A Comprehensive Guide To Money-Back Policies

The Essence of Money-Back Policies

A money-back policy, as the name suggests, is an insurance policy wherein the insured is eligible to receive a percentage of the sum assured at regular intervals, instead of a lump sum sum payout at the end of the term. Nonetheless, if the policyholder survives the policy term, they receive the balance lump sum amount. The unique selling factor in this insurance policy model is that it offers life coverage and periodic returns, providing a stream of income at regular intervals. Therefore, the policy is highly advantageous in catering to financial needs from time to time.

Why Consider a Money-Back Policy?

One primary reason you should consider a money-back policy is that it serves dual purposes - catering for life insurance and offering periodic returns. With such a policy, you can plan and meet your financial goals at different life stages without resorting to your savings or taking a loan. At the end of the policy term, you're also eligible for a lump sum amount, either as maturity benefit or bonus.

Insurance companies calculate the premiums you pay for a money-back policy based on the sum assured, policy term, and your age. The higher the sum assured and shorter the policy term, the higher the premium will be.

Features and Benefits of Money-Back Policies

Money-back policies bring forth a bouquet of features and benefits that can be tailored to suit your financial needs. Such policies offer several benefits including:

  • Survival Benefit: This is the periodic amount returned to the insured during the policy term. It comes as a reward for surviving the certain term within the policy.
  • Maturity Benefit: It's the amount paid to the insured if they survive the whole policy term. It usually consists of the balance sum assured and bonuses, if any.
  • Death Benefit: If the insured dies during the policy term, the nominee is paid death benefit – generally the full sum assured along with accrued bonuses, if any.
  • Rider Benefit: It refers to additional benefit that can be availed by paying extra premium. These may include critical illness cover, accident death, and disability benefit rider, among others.

Eligibility Criteria for Money-Back Policies

Just like other insurance policies, money-back policies also have an eligibility criterion that must be fulfilled. This may vary across different insurers, but typically includes the following:

  1. Age: The minimum entry age for most money-back policies is 18 years, while the maximum age limit can go up to 60 years or above, depending on the insurance company's rules.
  2. Policy Term: The policy term is the time period during which the policy is operational. It typically ranges from 10 to 25 years or more.
  3. Sum Assured: It's the guaranteed amount that the beneficiary would receive and usually starts from as low as $1000.

How to Apply for A Money-Back Policy

Acquiring a money-back insurance policy is often a simple and straight forward process. Below is a simplified procedure that you can follow:

Online Application

  • Visit the insurer’s website and select the money-back policy that best suits your needs.
  • Choose the sum assured and policy term as per your requirement.
  • Fill up the online application form with necessary details such as name, address, age, occupation, and medical history, among others.
  • Pay the premium via net banking, debit card, or credit card.
  • Upon successful payment, your policy will be issued and the digital copy will be sent to your registered email address.

Offline Application

  • Visit the insurance company's branch office.
  • Get in touch with a company's executive or agent and express your interest in acquiring a money-back policy.
  • Fill out the application form and submit it along with the necessary documents.
  • Once the documents are verified and the premium is paid, the policy will be issued to you.

What To Look For In A Money-Back Policy?

While choosing a money-back policy, make sure to consider these pointers:

  1. Check the policy tenure: This will impact your premium payment as well as the survival and maturity benefits.
  2. Evaluate the survival benefits: Determine the periodic payouts you will receive and when.
  3. Check for availability of riders: Understand whether the policy allows for additional coverage to enhance your protection.
  4. Check the company's claim settlement ratio: This will show the percentage of claims the insurer has settled, thus indicating their reliability.

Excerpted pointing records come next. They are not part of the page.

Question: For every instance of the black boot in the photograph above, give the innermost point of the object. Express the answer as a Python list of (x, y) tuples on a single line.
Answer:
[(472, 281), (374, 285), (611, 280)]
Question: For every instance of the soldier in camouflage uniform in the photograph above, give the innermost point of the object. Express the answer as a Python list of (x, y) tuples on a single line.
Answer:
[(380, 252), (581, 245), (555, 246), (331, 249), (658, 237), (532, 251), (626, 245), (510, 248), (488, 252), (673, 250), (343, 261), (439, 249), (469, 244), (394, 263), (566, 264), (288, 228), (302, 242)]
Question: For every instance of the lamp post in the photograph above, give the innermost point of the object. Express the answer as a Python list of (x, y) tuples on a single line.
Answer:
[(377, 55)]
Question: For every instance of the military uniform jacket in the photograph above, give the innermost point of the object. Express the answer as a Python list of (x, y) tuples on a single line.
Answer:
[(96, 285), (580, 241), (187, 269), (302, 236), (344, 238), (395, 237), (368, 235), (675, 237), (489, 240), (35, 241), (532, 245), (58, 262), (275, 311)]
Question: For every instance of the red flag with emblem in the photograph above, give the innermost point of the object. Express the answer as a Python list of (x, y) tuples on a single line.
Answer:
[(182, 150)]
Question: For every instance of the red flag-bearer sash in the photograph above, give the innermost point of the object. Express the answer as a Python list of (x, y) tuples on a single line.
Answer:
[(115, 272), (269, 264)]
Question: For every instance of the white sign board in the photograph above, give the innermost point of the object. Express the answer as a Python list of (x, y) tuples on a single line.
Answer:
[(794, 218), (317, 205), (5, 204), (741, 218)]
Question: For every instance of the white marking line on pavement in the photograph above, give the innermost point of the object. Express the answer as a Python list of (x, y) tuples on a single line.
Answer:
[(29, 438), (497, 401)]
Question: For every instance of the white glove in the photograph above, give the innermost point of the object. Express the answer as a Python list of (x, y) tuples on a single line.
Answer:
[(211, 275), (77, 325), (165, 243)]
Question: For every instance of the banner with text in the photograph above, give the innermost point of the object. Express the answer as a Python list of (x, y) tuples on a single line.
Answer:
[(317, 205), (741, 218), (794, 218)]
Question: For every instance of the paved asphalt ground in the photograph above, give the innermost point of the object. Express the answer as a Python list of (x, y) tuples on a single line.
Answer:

Prudent Step Towards Financial Security

In conclusion, money-back policies offer a balanced blend of insurance and investment, making them a smart move towards financial security. Such a policy not only helps you stay financially prepared for different life stages but also offers you peace of mind knowing that your family's future is secured, even when you're not around. It's prudent to evaluate all factors, compare offerings from different companies, and choose the one that fits perfectly with your financial goals.